While s. 47 empowered the Governor in Council to make regulations concerning the suspension of prohibition of circumvention of technological locks if same is having an adverse effect on fair dealing, it is uncertain to what extent such provision will be utilized. As a result, otherwise lawful fair dealing with copyrighted works will be prohibited, thereby nullifying fair dealing rights. The Canadian Government has stated that fair dealing and defences will not apply to circumvention of technological locks: "contravention of this prohibition is not an infringement of copyright and the defences to infringement of copyright are not defences to these prohibitions."

International analogues to fair dealing

United Kingdom
Fair dealing in the United Kingdom is similar in many aspects to Canadian fair dealing, but there are important differences. It is created by sections 29 and 30 of the Copyright, Designs and Patents Act 1988:

It requires the dealing to be for one of three purposes: non-commercial research or private study, criticism or review, and reporting of news events. As in Canada, the dealing must be fair and there must be attribution for non-commercial research, criticism/review, and reporting of news events. Attribution need not occur where it would be impossible for reasons of practicality or otherwise. Factors to be considered in respect of the "fairness" of the dealing include the quantity of the work taken, whether or not it was previously published, the motives of the infringer and the effect on the market for the work. Similar to the emphasis on public interest and free of expression required by the Canadian Charter of Rights and Freedoms, the Human Rights Act necessitates a liberal construction to accommodate considerations of public interest.

United States
Fair use is the US analogue of fair dealing in Canada. It was not codified until 1976, when it was incorporated into the Copyright Act of 1976:

There are significant differences between Canadian fair dealing and US fair use. The most important is the fixed list of permissible purposes for fair dealing.

Permissible purposes
While the permissible purposes for fair dealing identified in sections 29, 29.1 or 29.2 of the Canadian Copyright Act are exhaustive, fair use may be for any purpose including but not limited to "criticism, comment, news reporting, teaching..., scholarship, or research". Parody was added in November 2012.  The recognition of parody is in line with US law.

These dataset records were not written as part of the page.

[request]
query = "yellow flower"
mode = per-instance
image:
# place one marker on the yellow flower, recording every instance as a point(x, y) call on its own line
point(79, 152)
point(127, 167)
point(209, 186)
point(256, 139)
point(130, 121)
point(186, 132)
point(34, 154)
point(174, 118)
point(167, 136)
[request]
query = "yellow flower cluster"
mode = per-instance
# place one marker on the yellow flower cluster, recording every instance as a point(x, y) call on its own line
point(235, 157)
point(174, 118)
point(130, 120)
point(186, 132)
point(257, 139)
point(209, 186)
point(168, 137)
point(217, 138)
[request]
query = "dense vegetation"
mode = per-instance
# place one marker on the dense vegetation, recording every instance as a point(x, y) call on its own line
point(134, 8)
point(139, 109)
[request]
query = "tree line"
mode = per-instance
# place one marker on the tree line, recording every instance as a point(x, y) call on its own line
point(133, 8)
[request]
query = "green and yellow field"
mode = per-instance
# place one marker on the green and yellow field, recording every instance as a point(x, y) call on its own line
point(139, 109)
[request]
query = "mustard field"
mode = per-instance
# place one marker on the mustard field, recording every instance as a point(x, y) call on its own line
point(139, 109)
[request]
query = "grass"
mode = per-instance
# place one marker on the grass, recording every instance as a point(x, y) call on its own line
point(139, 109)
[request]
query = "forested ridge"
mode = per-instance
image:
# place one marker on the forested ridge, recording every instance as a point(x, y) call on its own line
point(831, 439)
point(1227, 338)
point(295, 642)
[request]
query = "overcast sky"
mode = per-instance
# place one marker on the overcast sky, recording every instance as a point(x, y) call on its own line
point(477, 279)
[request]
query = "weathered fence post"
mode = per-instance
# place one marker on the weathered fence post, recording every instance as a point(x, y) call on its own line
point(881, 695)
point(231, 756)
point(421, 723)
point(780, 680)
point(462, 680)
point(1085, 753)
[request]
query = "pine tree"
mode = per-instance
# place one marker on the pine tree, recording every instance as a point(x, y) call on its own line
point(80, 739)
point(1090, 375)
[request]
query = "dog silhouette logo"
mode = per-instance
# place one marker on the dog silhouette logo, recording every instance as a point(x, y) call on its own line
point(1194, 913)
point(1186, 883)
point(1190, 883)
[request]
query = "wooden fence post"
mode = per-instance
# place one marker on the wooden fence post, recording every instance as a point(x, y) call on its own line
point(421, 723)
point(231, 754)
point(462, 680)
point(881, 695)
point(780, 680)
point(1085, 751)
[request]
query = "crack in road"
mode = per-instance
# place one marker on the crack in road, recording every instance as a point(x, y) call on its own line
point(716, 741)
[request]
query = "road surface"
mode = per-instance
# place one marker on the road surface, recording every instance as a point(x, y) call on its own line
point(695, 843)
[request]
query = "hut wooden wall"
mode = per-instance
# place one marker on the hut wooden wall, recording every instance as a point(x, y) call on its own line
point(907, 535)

It has been repeatedly recognized in the US despite not being listed in the Copyright Act of 1976: Leibovitz v Paramount Pictures Corp, Campbell v Acuff-Rose Music Inc., and in Suntrust v Houghton Mifflin. Fair use, in relation to fair dealing, has been described as the "fairest" system as it shifts the entire analysis to the fairness of the dealing, rather than a two-stage analysis requiring an initial permissible purpose before moving to a second-stage consideration of fairness.

Hierarchy of factors
In respect of the fairness of the dealing, D’Agostino identifies and discusses the most important differences: "In comparing the...jurisdictions, each of the respective courts are more or less open to consider the same types of factors. What distinguishes them is each court’s weight placed on these factors and, consequently, its policy perspective. By interpreting certain factors to be more determinative than others, each court undertakes a "hierarchy of factors" approach. Absent clearer guidelines, and to better anticipate how a fair dealing—fair use case might be resolved it is useful to understand what weight each court places on certain factors. In this light, it helps to compare the CCH factors to those considered in the United States"

Commercial purpose of the infringing copy
While the commercial nature of the infringing copy is explicitly mentioned and is a significant factor in determining fairness in the US codification, post-CCH it is a less important consideration in Canadian fair dealing.

Nature of the work
While fair dealing and fair use both consider the nature of the work as a factor, it is weighed differently. See the above section on the factors of fairness, addressing nature of the work.

Alternatives to the dealing
As noted above, the availability of a license is not a relevant consideration in Canadian fair dealing. However, it may be a relevant consideration in the US.